THE LEGEND OF HELL HOUSE opens with a meeting between physicist and paranormal researcher Lionel Barrett and aging millionaire Rudolph Deutsch. For reasons unclear in the film, but more developed in the book, Mr. Deutsch is interested in scientific evidence supporting life after death and has asked Barrett to find it. For Dr. Barrett the temptation, possible academic notoriety, and money are too good to overlook, but the feat will be no small one. In order to find the answers he seeks he must journey to Belasco House, the only known location where paranormal activity remains unexplained, and Belasco House will not give up its secrets easily. In the paranormal circles it is known as Hell House, the "Mt. Everest" of all haunted houses. No one has even set foot within its evil walls in 20 years, and the last research group to investigate it did not fare very well. Of the eight member team, most died or were driven permanently insane. Only one, Ben Fischer, crawled away with both mind and body intact. Now it is Barrett's turn to solve the riddle. Together with his wife, Ann, mental medium, Florence Tanner, and physical medium, Ben Fischer, (the very Ben Fischer, who nearly died the last time,) he travels to Belasco House to encounter the waiting demons within.
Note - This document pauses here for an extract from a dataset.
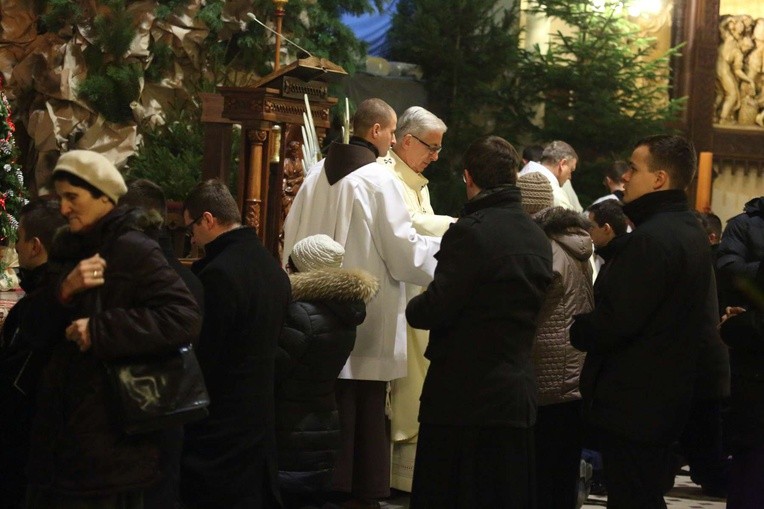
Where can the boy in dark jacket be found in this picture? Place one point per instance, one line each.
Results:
(20, 366)
(317, 338)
THE LEGEND OF HELL HOUSE is a British production and has the look and feel of a Hammer Studios film. For this reason some may feel it looks dated, but I disagree. Seeing that I still really enjoy Hammer Studios productions, as a mimicker it was an added bonus. All in all the film creates a wonderful atmosphere for malevolent specters. The sets are stylish and elegantly dressed. The surroundings are horrifically ominous, and the soundtrack creates an eerie sense of foreboding. The film remains effective at generating some legitimate scares, and I found myself feeling hairs stand on end like it was my first viewing all over again. For this, it was enough for me to give the film a positive review, but Matheson's screenplay has some discernible weaknesses, namely in characterization. I have often discovered this problem when watching film adaptations in which novelist and screenwriter are one in the same. It almost seems as if the novelist is already very close to the characters and understands them, creating assumptions that we do as well, though we have never met them before now. With the exception of Ben Fischer all other players in the film seem one dimensional. We know Barrett is a determined researcher who wants to prove that paranormal activity has a natural basis, but his motivations are never explored beyond that. His wife is mere window dressing. Many of the more sexually explicit aspects of the novel center around her, and with the sexuality toned down for a PG rating it leaves her little to do. Florence Tanner represents the yang to Barrett's yin, but beyond that we really don't know much about her past experiences or motivation. It is not even fully explained why Deutsch sanctioned this project in the first place. When added together, this proved to be somewhat dissatisfying. The house and its history seem to dominate most of the group's attention, leaving us little time to get to know them as more than just pawns in an evil game of ghostly cat and mouse.
Besides its drawbacks THE LEGEND OF HELL HOUSE does offer some appeal for the lover of horror. As I previously stated, some effective scares and creepy crawly tension remain as integral components to the film. In addition, Matheson filled his story with scientific explanations for the paranormal, some of which are still relevant today. The ideas of ghosts generating electromagnetic fields and draining environmental energy in order to create physical manifestations are widely accepted by today's parapsychologists. For believers, like me, it adds an element of realism to the story. Beyond that, the film has proved to be a model for more recent haunted house stories like POLTERGEIST and ROSE RED.
In conclusion, has THE LEGEND OF HELL HOUSE worn a little with time? Perhaps, but despite its shortcomings, I still find it to be a worthwhile experience especially if you enjoy haunted houses and incorporeal harbingers of doom.
That's my opinion, and I'm sticking to it.